Granger is a very handsome boy! Thanks for sharing.


----------



## T&G (Feb 28, 2013)

He sure is a catch! Mine also has what we call the "bossy paw." Where he puts his paw on us when he wants something. I loved the pics!


Sent from Petguide.com Free App


----------



## CAROLINA MOM (May 12, 2009)

Great pictures, what a handsome boy Granger is. 

I think with the Green beans and increased exercise, you'll see him drop weight pretty quickly. My girl gets a little heavier during the winter months because I am not a cold weather person. I've started cutting her back on her PPP SS and adding green beans to her food also. Now that it's a little warmer here, have started back to walking daily, summer will be here soon, so my guys will be swimming a lot. 
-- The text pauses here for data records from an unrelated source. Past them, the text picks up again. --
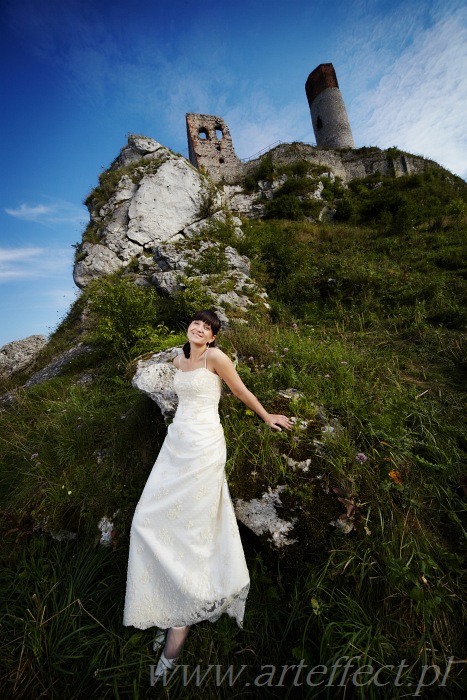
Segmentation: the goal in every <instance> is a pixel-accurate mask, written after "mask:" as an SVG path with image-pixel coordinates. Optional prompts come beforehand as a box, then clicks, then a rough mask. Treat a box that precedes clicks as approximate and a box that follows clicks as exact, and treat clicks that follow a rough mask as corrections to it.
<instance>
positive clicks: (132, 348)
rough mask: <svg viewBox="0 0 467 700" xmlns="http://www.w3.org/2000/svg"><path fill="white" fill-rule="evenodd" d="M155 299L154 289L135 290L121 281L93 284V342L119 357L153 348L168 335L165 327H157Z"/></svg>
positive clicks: (115, 281)
mask: <svg viewBox="0 0 467 700" xmlns="http://www.w3.org/2000/svg"><path fill="white" fill-rule="evenodd" d="M157 299H158V297H157V293H156V290H155V289H153V288H147V287H137V286H136V285H135V284H134V283H133V282H131V281H129V280H126V279H123V278H120V279H118V278H117V279H115V278H106V279H103V280H99V281H97V282H95V283H94V284H93V286H92V289H90V293H89V304H90V309H91V314H92V316H93V318H94V332H93V333H92V339H93V340H94V342H97V343H99V344H101V345H104V346H105V347H106V348H107V349H108V350H109V351H110V352H111V353H112V354H114V355H116V356H120V357H128V356H129V355H130V354H131V353H132V352H133V353H134V354H138V352H141V351H143V350H144V349H146V346H147V345H151V344H153V345H154V343H155V342H156V343H157V340H158V339H159V338H160V337H161V336H165V335H167V334H168V333H169V331H168V329H167V328H165V326H163V325H159V326H157ZM154 349H156V348H154Z"/></svg>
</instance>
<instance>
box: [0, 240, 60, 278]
mask: <svg viewBox="0 0 467 700" xmlns="http://www.w3.org/2000/svg"><path fill="white" fill-rule="evenodd" d="M72 257H73V256H72V251H70V250H68V249H66V248H54V249H52V248H33V247H26V248H0V283H2V282H3V283H5V282H17V281H19V280H27V279H33V278H39V277H47V278H49V279H50V278H57V277H61V276H65V275H66V276H67V277H68V276H69V275H70V270H71V263H72Z"/></svg>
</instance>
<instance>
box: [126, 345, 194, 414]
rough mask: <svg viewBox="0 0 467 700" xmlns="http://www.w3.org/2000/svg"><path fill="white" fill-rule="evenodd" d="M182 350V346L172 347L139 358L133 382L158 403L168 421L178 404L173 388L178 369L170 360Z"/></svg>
mask: <svg viewBox="0 0 467 700" xmlns="http://www.w3.org/2000/svg"><path fill="white" fill-rule="evenodd" d="M181 351H182V348H181V347H175V348H170V349H169V350H163V351H162V352H157V353H154V354H153V355H152V356H151V357H150V358H147V359H142V360H139V362H138V363H137V367H136V373H135V375H134V377H133V379H132V382H131V383H132V385H133V386H134V387H135V389H139V390H140V391H142V392H144V393H145V394H147V395H148V396H150V397H151V399H152V400H153V401H155V402H156V403H157V405H158V406H159V408H160V409H161V412H162V415H163V416H164V419H165V420H166V421H168V420H169V419H170V418H172V417H173V416H174V414H175V410H176V408H177V404H178V398H177V394H176V393H175V391H174V389H173V378H174V374H175V372H176V369H175V367H174V365H173V364H172V362H171V361H170V360H173V358H174V357H176V356H177V355H178V354H179V353H180V352H181Z"/></svg>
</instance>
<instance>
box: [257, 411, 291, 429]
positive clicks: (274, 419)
mask: <svg viewBox="0 0 467 700" xmlns="http://www.w3.org/2000/svg"><path fill="white" fill-rule="evenodd" d="M264 422H265V423H267V424H268V425H270V426H271V428H274V430H279V431H281V430H282V428H285V429H286V430H290V428H291V427H292V422H291V421H290V419H289V418H287V416H281V415H275V414H274V415H273V414H271V413H269V414H268V416H267V418H265V419H264Z"/></svg>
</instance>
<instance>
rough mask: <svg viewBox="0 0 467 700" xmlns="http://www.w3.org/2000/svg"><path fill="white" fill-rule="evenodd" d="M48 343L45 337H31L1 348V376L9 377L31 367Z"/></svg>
mask: <svg viewBox="0 0 467 700" xmlns="http://www.w3.org/2000/svg"><path fill="white" fill-rule="evenodd" d="M46 343H47V340H46V338H45V336H43V335H30V336H29V337H27V338H24V339H23V340H14V341H13V342H11V343H7V344H6V345H4V346H3V347H2V348H0V376H2V377H9V376H10V375H12V374H15V373H16V372H20V371H21V370H23V369H27V368H28V367H30V366H31V365H32V364H33V362H34V361H35V360H36V359H37V357H38V355H39V353H40V352H41V350H42V348H43V347H45V345H46Z"/></svg>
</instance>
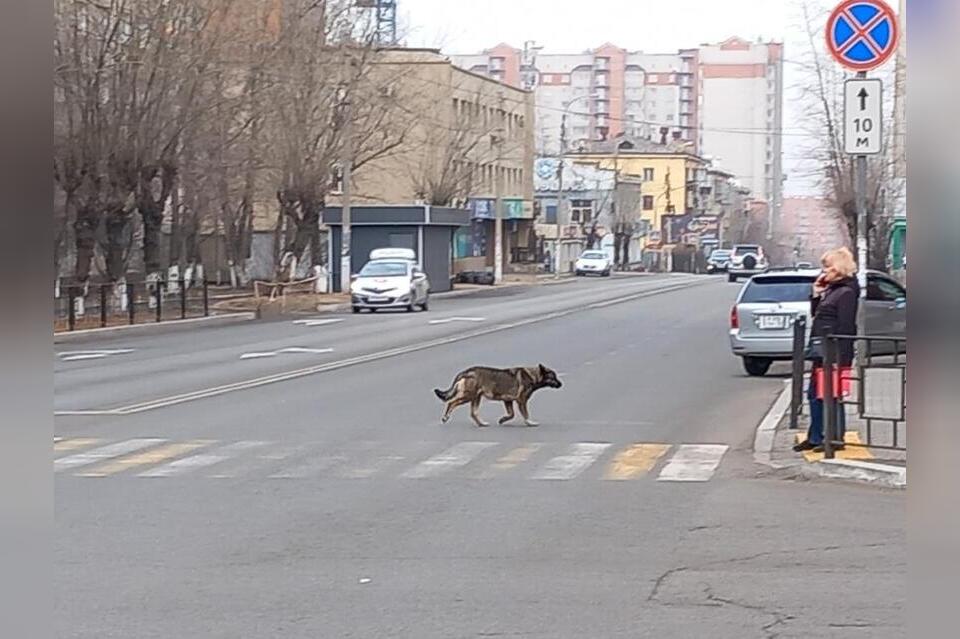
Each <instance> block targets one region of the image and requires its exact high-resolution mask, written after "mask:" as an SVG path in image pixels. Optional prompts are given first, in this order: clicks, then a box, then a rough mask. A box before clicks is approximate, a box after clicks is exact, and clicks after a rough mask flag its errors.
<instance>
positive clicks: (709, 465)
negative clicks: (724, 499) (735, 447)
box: [657, 444, 729, 481]
mask: <svg viewBox="0 0 960 639" xmlns="http://www.w3.org/2000/svg"><path fill="white" fill-rule="evenodd" d="M728 448H729V446H724V445H722V444H685V445H683V446H680V447H678V448H677V452H676V454H674V456H673V457H671V458H670V461H668V462H667V465H666V466H664V467H663V470H662V471H660V476H659V477H657V481H709V480H710V478H711V477H713V473H714V472H716V470H717V467H718V466H719V465H720V460H721V459H723V456H724V454H725V453H726V452H727V449H728Z"/></svg>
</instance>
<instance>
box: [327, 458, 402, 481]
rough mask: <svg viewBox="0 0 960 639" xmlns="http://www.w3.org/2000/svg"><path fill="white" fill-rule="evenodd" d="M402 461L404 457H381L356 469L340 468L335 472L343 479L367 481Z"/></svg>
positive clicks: (375, 458)
mask: <svg viewBox="0 0 960 639" xmlns="http://www.w3.org/2000/svg"><path fill="white" fill-rule="evenodd" d="M404 459H405V457H403V456H402V455H381V456H380V457H377V458H375V459H373V460H371V461H370V462H368V463H366V464H364V465H362V466H358V467H356V468H341V469H340V470H339V471H337V472H336V475H337V476H338V477H342V478H344V479H368V478H370V477H373V476H374V475H377V474H379V473H381V472H382V471H384V470H385V469H387V468H389V467H390V466H392V465H394V464H398V463H400V462H402V461H403V460H404Z"/></svg>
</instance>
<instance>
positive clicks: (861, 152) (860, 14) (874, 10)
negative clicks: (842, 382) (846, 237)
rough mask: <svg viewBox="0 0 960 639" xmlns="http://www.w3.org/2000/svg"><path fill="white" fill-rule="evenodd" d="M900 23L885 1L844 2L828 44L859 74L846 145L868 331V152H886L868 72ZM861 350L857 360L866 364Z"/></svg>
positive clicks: (871, 86)
mask: <svg viewBox="0 0 960 639" xmlns="http://www.w3.org/2000/svg"><path fill="white" fill-rule="evenodd" d="M898 31H899V23H898V21H897V16H896V14H894V12H893V9H891V8H890V7H889V6H888V5H887V4H886V3H885V2H884V1H883V0H844V2H841V3H840V4H839V5H837V7H836V8H834V10H833V12H832V13H831V14H830V17H829V18H828V19H827V28H826V38H827V48H828V49H829V50H830V54H831V55H832V56H833V58H834V59H835V60H836V61H837V62H838V63H840V64H841V65H842V66H844V67H846V68H848V69H850V70H851V71H856V72H857V77H856V79H855V80H847V81H846V82H845V83H844V90H843V94H844V109H843V148H844V151H845V152H846V153H848V154H850V155H855V156H856V181H855V189H856V205H857V266H858V272H857V279H858V281H859V284H860V304H859V307H858V313H857V327H858V332H859V333H861V334H863V333H865V332H866V331H865V326H864V319H865V317H866V314H865V310H866V304H865V302H866V297H867V256H868V254H869V252H868V243H867V226H868V224H869V221H868V213H867V155H873V154H877V153H881V152H882V150H883V127H882V122H883V101H882V97H883V85H882V83H881V81H880V80H877V79H873V80H868V79H867V71H869V70H870V69H875V68H876V67H878V66H880V65H881V64H883V63H884V62H886V61H887V60H888V59H890V57H891V56H892V55H893V54H894V53H895V52H896V50H897V37H898ZM861 351H862V349H857V364H858V365H860V364H862V363H863V353H862V352H861Z"/></svg>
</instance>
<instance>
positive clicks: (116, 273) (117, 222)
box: [104, 204, 130, 282]
mask: <svg viewBox="0 0 960 639" xmlns="http://www.w3.org/2000/svg"><path fill="white" fill-rule="evenodd" d="M129 226H130V216H129V214H128V213H127V211H126V210H125V209H124V207H123V205H120V204H118V205H114V206H112V207H110V209H109V210H107V212H106V215H105V216H104V228H105V229H106V266H107V277H108V278H109V279H110V281H111V282H116V281H117V280H119V279H120V278H122V277H123V276H124V273H125V271H126V267H127V252H128V250H129V248H130V242H129V237H128V233H127V231H128V230H129Z"/></svg>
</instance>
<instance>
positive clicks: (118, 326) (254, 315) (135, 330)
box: [53, 312, 257, 344]
mask: <svg viewBox="0 0 960 639" xmlns="http://www.w3.org/2000/svg"><path fill="white" fill-rule="evenodd" d="M256 317H257V314H256V313H253V312H249V313H228V314H224V315H211V316H209V317H193V318H190V319H185V320H170V321H168V322H155V323H152V324H124V325H122V326H107V327H106V328H87V329H83V330H79V331H62V332H59V333H54V334H53V343H54V344H62V343H66V342H76V341H82V340H84V339H88V338H89V339H94V338H97V337H111V336H114V335H143V334H150V333H166V332H176V331H178V330H188V329H194V328H198V327H205V326H224V325H227V324H237V323H239V322H249V321H251V320H254V319H256Z"/></svg>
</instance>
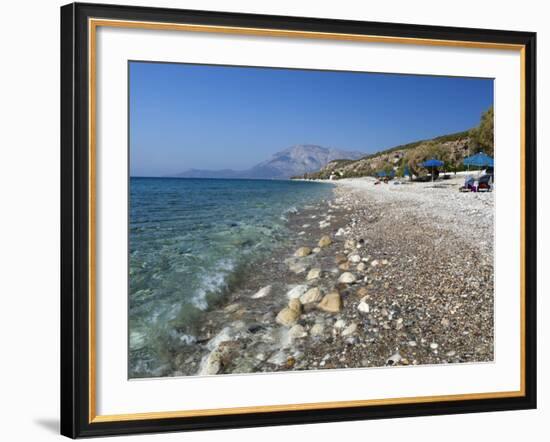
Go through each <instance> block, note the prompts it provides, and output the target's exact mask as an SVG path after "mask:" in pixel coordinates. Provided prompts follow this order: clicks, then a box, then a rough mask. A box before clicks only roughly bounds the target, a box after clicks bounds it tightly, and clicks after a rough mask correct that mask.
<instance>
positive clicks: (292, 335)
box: [288, 324, 307, 340]
mask: <svg viewBox="0 0 550 442" xmlns="http://www.w3.org/2000/svg"><path fill="white" fill-rule="evenodd" d="M288 335H289V336H290V339H292V340H294V339H300V338H305V337H306V336H307V332H306V329H305V328H304V327H302V326H301V325H300V324H295V325H293V326H292V327H291V328H290V330H289V331H288Z"/></svg>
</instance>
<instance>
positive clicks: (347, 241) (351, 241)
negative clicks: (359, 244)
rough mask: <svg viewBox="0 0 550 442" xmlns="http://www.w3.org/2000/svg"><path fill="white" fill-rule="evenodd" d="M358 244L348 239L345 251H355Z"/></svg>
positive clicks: (344, 246) (345, 247)
mask: <svg viewBox="0 0 550 442" xmlns="http://www.w3.org/2000/svg"><path fill="white" fill-rule="evenodd" d="M355 245H356V242H355V240H353V239H346V241H345V242H344V248H345V249H348V250H349V249H355Z"/></svg>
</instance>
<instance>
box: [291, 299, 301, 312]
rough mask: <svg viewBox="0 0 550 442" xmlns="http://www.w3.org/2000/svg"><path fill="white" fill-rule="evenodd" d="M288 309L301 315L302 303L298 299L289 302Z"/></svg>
mask: <svg viewBox="0 0 550 442" xmlns="http://www.w3.org/2000/svg"><path fill="white" fill-rule="evenodd" d="M288 308H289V309H291V310H294V311H296V312H298V314H300V313H301V312H302V303H301V302H300V301H299V300H298V299H291V300H290V301H288Z"/></svg>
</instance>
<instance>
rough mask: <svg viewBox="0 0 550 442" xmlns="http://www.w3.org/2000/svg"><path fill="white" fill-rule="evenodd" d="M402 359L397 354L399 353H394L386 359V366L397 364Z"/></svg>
mask: <svg viewBox="0 0 550 442" xmlns="http://www.w3.org/2000/svg"><path fill="white" fill-rule="evenodd" d="M401 359H403V358H402V356H401V355H400V354H399V352H395V353H394V354H393V355H391V356H390V357H389V358H388V359H386V365H395V364H397V363H398V362H399V361H400V360H401Z"/></svg>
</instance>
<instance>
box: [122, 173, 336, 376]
mask: <svg viewBox="0 0 550 442" xmlns="http://www.w3.org/2000/svg"><path fill="white" fill-rule="evenodd" d="M331 188H332V186H330V185H328V184H322V183H312V182H302V181H271V180H270V181H268V180H222V179H181V178H131V179H130V226H129V336H130V339H129V347H130V348H129V351H130V354H129V372H130V375H131V374H132V373H145V372H146V373H154V371H155V369H156V368H158V364H159V363H160V362H159V361H161V360H162V359H163V357H166V354H163V353H166V352H169V351H170V348H174V343H175V342H179V343H193V342H194V339H195V334H194V332H195V330H196V326H197V324H198V322H199V321H200V320H201V319H202V318H203V316H204V315H203V312H205V311H207V310H208V307H209V306H210V305H212V304H213V303H215V302H216V301H217V300H219V299H221V298H223V296H224V294H226V293H227V292H228V291H229V290H231V289H232V288H233V287H235V286H237V285H238V282H239V277H240V276H241V275H242V274H243V272H245V271H247V270H249V269H250V266H252V265H254V263H255V262H258V260H259V259H260V258H261V257H262V256H265V255H266V253H269V252H270V251H271V250H274V249H275V248H276V247H278V246H281V245H282V244H284V242H285V240H286V239H288V235H289V234H291V233H290V232H289V231H288V229H287V228H286V216H287V215H288V213H289V212H291V211H295V210H297V209H298V208H300V207H302V206H303V205H306V204H312V203H315V202H317V201H319V200H321V199H324V198H326V197H328V196H329V194H330V192H331Z"/></svg>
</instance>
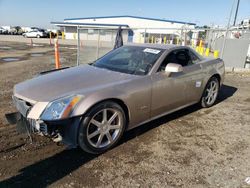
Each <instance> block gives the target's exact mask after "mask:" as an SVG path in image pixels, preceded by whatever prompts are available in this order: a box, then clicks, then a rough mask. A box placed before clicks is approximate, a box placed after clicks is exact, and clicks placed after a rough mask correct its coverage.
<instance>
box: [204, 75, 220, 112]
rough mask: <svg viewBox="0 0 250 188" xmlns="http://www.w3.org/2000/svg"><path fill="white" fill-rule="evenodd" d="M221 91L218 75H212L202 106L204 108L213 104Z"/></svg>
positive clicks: (208, 106)
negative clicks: (217, 75)
mask: <svg viewBox="0 0 250 188" xmlns="http://www.w3.org/2000/svg"><path fill="white" fill-rule="evenodd" d="M218 93H219V81H218V79H217V78H216V77H212V78H210V79H209V81H208V83H207V85H206V87H205V89H204V91H203V95H202V98H201V106H202V107H204V108H208V107H210V106H212V105H213V104H214V103H215V101H216V99H217V96H218Z"/></svg>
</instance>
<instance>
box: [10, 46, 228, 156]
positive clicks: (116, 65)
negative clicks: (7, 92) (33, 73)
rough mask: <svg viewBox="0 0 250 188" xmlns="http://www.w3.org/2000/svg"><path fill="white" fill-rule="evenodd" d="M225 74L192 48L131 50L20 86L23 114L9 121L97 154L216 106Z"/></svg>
mask: <svg viewBox="0 0 250 188" xmlns="http://www.w3.org/2000/svg"><path fill="white" fill-rule="evenodd" d="M224 74H225V68H224V62H223V61H222V60H221V59H219V58H218V59H205V58H203V57H202V56H200V55H199V54H197V53H196V52H195V51H194V50H193V49H191V48H189V47H185V46H175V45H158V44H151V45H150V44H142V45H141V44H140V45H139V44H133V45H126V46H122V47H120V48H117V49H115V50H113V51H111V52H109V53H108V54H106V55H104V56H103V57H101V58H100V59H98V60H96V61H95V62H93V63H91V64H85V65H81V66H77V67H72V68H64V69H58V70H54V71H47V72H46V73H43V74H41V75H40V76H37V77H35V78H33V79H31V80H27V81H24V82H22V83H19V84H17V85H15V87H14V94H13V101H14V104H15V106H16V108H17V110H18V112H17V113H12V115H11V114H9V115H6V117H7V119H8V120H9V122H11V123H17V124H18V125H19V126H21V127H23V128H25V129H26V130H28V131H29V132H30V133H32V134H36V133H38V134H40V135H44V136H47V137H50V138H52V139H53V140H54V141H55V142H60V141H61V142H63V143H66V144H68V145H71V146H74V147H76V146H80V147H81V148H82V149H83V150H85V151H86V152H89V153H95V154H97V153H102V152H104V151H106V150H108V149H110V148H112V147H113V146H114V145H116V144H117V142H118V141H119V139H120V138H121V137H122V135H123V133H124V131H127V130H129V129H132V128H134V127H136V126H139V125H141V124H144V123H146V122H149V121H151V120H153V119H156V118H158V117H161V116H164V115H166V114H169V113H171V112H174V111H177V110H179V109H181V108H185V107H187V106H189V105H192V104H195V103H200V104H201V106H202V107H210V106H212V105H213V104H214V103H215V101H216V98H217V95H218V92H219V89H220V86H221V85H222V83H223V80H224Z"/></svg>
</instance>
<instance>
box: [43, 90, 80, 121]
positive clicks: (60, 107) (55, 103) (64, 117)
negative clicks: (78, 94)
mask: <svg viewBox="0 0 250 188" xmlns="http://www.w3.org/2000/svg"><path fill="white" fill-rule="evenodd" d="M82 98H83V96H82V95H75V96H68V97H64V98H61V99H57V100H55V101H53V102H50V103H49V104H48V105H47V107H46V108H45V110H44V111H43V113H42V115H41V117H40V118H41V119H42V120H58V119H64V118H67V117H68V116H69V115H70V113H71V112H72V111H73V109H74V107H75V105H76V104H77V103H78V102H79V101H80V100H81V99H82Z"/></svg>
Your Granger has really become a very handsome boy.


----------



## TheCrewAndUs (Sep 11, 2011)

such a gorgeous boy!!


----------



## staffgirl68 (Nov 4, 2010)

That's one good looking dog!


----------



## Jingers mom (Feb 10, 2012)

Granger is a very handsome boy.


Sent from Petguide.com Free App


----------



## Goldbeau (Mar 29, 2008)

Very handsome boy!

Sent from Petguide.com Free App


----------



## Dexter12 (Feb 10, 2012)

Your Granger is a handsome boy! 

Dex also needs a little bit of a spring diet since it's been so cold and has put on a few extra pounds,


----------



## Fella 77 (Jan 21, 2013)

Beautiful!


----------



## aneesha (Mar 24, 2012)

he is super lovely!


----------